Un reciente estudio de la Universidad de Australia Occidental ha revelado un hallazgo sorprendente sobre la Alicella gigantea, un crustáceo de aspecto fantasmal que, lejos de ser una rareza de las profundidades marinas, habita el 59 % de los océanos del mundo. Este «anfípodo supergigante», que puede alcanzar los 34 centímetros de longitud, ha desafiado más de un siglo de percepciones científicas que lo consideraban escaso debido a lo infrecuente de sus avistamientos.
Descrito por primera vez en 1899, este habitante de las profundidades abisales –entre 3.890 y 8.931 metros bajo la superficie– fue registrado en raras ocasiones, lo que llevó a los científicos a asumir que sus poblaciones eran mínimas.
Sin embargo, tras analizar casi 200 registros de 75 ubicaciones en los océanos Pacífico, Atlántico e Índico, los investigadores descubrieron que su aparente rareza se debía a la dificultad de acceder a su hábitat, no a su escasez. «Históricamente, se ha muestreado u observado con poca frecuencia, lo que sugería bajas densidades de población», explica la bióloga molecular marina Paige Maroni.

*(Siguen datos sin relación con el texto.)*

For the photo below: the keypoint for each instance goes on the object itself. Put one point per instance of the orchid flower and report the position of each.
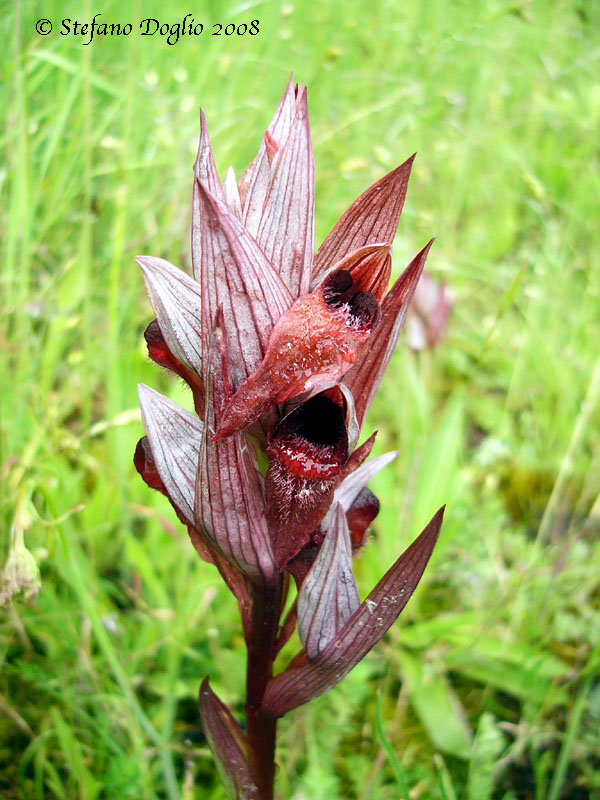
(283, 350)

La Alicella gigantea es un anfípodo de proporciones extraordinarias, mucho mayor que sus parientes, que suelen ser más pequeños que la punta de un dedo. Su cuerpo pálido y desprovisto de pigmentación, junto con adaptaciones genéticas únicas, le permite prosperar en un entorno de oscuridad absoluta, temperaturas gélidas y presiones aplastantes.
Según un estudio de 2021, esta especie posee genes que favorecen la conservación de energía, la resistencia al hambre y la tolerancia a condiciones extremas. Su gran tamaño, ligado a marcadores genéticos como el gen aPKC, le permite almacenar recursos para sobrevivir largos períodos sin alimento.
La falta de pigmentación sugiere, además, que no enfrenta grandes amenazas de depredadores en las profundidades, lo que ha facilitado su amplia distribución por los océanos.
Este descubrimiento pone en evidencia cuánto nos falta por explorar en los océanos. Según un estudio reciente, los humanos hemos observado menos del 0,001 % del fondo marino profundo, y las condiciones extremas dificultan su estudio. Como señala la científica Katy Croff Bell, «necesitamos conocer mucho mejor los ecosistemas y procesos de las profundidades oceánicas para tomar decisiones informadas sobre la gestión y conservación de los recursos».